Women in business: Lou Portass, Serendaya Ltd

By Growth & Skills Hub - 28th February 2020

In the lead up to International Womens Day we spoke to some inspirational businesswomen here in Cornwall. What a wealth and talent and passion we have in the County!
 

1. Tell us a little about yourself and your business.

I am director of Serendaya Ltd, a Virtual Assistant and creator of ‘The Balanced Business Retreat’ who believes that balance in business isn’t all about the ‘books’ and that we encourage ease, flow and balance by finding our own rhythm.

I work with digitally overwhelmed creative entrepreneurs who find themselves constantly wishing for more hours in the day. I help them to slay their digital to do lists, organise their virtual office systems and create consistency with social media so that they can concentrate on nurturing their creativity and growing their business with ease, balance and flow.

My philosophy is that, by honouring ourselves and listening to our intuition, we can all reduce the overwhelm and bring more ease and flow into our businesses, and lives. I show my clients how to create routines, boundaries and processes that enable them to flourish as their businesses grow.

I’ve done business the hard way, both as a lawyer and whilst growing my first business. I’ve felt the overwhelm and disquiet as I put everything I had into my career and business and I know what it feels like to hear our soul call ‘there IS another way’ but not know where to begin in acknowledging that voice.

Then, one day, I stopped rushing and listened to what my intuition was telling me. I realised that we can do life and business on our own terms and flourish, so I started doing exactly that.

I show my clients how to listen to listen to their inner voices:

Create a work-life balance tailored to them;

Shift from overwhelmed to balanced;

Encourage ease & flow into their lives & businesses;

AND

Find moments of serenity in every day.

ALL

Whilst creating an organised and productive business and a balanced, purposeful life.

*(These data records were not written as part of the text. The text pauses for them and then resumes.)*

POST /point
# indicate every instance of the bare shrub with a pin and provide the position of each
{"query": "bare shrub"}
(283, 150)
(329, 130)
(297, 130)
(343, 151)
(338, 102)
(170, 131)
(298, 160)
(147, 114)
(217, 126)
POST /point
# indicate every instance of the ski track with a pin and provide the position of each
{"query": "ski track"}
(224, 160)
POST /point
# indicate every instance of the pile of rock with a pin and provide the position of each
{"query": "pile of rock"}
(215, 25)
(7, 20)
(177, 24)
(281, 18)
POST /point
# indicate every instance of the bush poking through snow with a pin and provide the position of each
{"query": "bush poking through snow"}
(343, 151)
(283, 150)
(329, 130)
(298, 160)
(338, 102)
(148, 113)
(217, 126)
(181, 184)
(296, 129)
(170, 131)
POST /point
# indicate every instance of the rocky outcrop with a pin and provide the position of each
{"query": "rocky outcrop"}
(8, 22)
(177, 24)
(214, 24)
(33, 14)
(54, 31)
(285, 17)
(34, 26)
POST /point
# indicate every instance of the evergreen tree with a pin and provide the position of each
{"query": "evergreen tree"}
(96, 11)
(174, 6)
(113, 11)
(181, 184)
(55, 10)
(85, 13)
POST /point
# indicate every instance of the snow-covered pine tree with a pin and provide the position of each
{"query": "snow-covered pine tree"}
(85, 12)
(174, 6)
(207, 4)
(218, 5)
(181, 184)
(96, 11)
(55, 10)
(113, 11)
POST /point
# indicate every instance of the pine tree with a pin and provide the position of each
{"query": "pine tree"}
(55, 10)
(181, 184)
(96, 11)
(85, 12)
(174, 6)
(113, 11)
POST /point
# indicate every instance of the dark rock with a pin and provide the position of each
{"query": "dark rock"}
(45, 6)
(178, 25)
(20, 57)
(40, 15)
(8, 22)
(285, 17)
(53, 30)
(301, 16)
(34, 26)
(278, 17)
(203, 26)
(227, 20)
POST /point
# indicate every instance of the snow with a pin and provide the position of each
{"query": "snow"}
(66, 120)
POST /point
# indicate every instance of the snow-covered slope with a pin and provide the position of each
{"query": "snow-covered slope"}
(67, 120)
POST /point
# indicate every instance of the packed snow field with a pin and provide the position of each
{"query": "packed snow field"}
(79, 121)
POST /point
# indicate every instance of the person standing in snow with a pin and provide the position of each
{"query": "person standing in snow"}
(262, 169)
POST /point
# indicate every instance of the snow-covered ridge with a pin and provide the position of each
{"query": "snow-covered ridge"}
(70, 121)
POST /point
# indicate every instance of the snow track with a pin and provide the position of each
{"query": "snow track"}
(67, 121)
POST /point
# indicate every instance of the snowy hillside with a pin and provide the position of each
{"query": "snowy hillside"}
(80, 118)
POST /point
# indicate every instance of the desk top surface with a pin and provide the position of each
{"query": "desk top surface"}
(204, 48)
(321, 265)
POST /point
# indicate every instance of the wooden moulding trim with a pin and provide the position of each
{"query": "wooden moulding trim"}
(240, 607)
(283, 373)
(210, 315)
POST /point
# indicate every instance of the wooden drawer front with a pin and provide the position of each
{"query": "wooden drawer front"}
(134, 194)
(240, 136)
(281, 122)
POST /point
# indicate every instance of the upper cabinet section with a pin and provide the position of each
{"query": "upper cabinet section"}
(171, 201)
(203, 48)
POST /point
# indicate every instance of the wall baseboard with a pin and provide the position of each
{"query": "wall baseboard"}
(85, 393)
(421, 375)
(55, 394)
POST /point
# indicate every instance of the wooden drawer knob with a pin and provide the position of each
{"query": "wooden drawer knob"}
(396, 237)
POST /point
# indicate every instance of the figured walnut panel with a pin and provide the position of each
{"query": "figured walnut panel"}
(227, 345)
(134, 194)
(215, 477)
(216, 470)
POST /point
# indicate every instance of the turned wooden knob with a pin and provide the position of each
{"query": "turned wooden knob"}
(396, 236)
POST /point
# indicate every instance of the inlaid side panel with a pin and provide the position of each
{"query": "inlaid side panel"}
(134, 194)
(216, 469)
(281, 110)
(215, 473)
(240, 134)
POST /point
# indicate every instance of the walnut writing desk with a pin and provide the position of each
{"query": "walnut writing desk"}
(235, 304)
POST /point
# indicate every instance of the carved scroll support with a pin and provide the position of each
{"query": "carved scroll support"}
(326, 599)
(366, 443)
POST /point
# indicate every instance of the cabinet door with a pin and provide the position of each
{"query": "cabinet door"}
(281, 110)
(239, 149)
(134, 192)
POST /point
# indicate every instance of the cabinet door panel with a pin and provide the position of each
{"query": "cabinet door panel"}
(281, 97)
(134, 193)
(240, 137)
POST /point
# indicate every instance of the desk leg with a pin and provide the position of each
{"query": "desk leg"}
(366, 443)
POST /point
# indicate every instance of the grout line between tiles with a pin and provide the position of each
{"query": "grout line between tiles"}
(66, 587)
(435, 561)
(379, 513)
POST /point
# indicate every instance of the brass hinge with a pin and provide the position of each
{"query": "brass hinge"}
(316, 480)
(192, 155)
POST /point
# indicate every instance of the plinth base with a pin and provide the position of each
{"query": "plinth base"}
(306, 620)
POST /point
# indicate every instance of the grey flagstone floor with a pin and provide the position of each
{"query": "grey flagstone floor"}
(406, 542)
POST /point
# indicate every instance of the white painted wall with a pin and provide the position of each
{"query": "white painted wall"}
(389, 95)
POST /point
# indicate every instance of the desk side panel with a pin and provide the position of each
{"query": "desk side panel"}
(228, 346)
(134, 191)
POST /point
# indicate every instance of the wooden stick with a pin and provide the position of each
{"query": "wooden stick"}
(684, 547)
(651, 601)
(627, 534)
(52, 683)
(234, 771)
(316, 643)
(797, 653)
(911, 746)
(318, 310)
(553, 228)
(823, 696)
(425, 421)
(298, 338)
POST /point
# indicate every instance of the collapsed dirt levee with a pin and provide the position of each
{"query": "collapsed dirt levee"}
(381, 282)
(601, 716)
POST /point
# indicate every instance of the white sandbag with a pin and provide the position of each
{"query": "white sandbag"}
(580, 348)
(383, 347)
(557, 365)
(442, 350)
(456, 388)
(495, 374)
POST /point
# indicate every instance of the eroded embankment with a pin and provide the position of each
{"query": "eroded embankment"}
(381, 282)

2. If you were to turn back time and give yourself one piece of advice before you started your business what would it be?

I would be turning back time to my first business - the one in which I celebrated myself for working 80 hours a week only to later come crashing down in burn out. I would tell myself to take time to notice what’s not working and to make the change sooner rather than later - and the easiest way to do that is to walk away from your desk every now and come back with fresh rested eyes. Then, you’ll see everything more clearly - that’s perspective. Perspective also comes from letting go of the fear, you know the one that creates imposter syndrome, doubt and procrastination? In summary: Believe in yourself and your business, let go of the fear and trust what your intuition is telling you.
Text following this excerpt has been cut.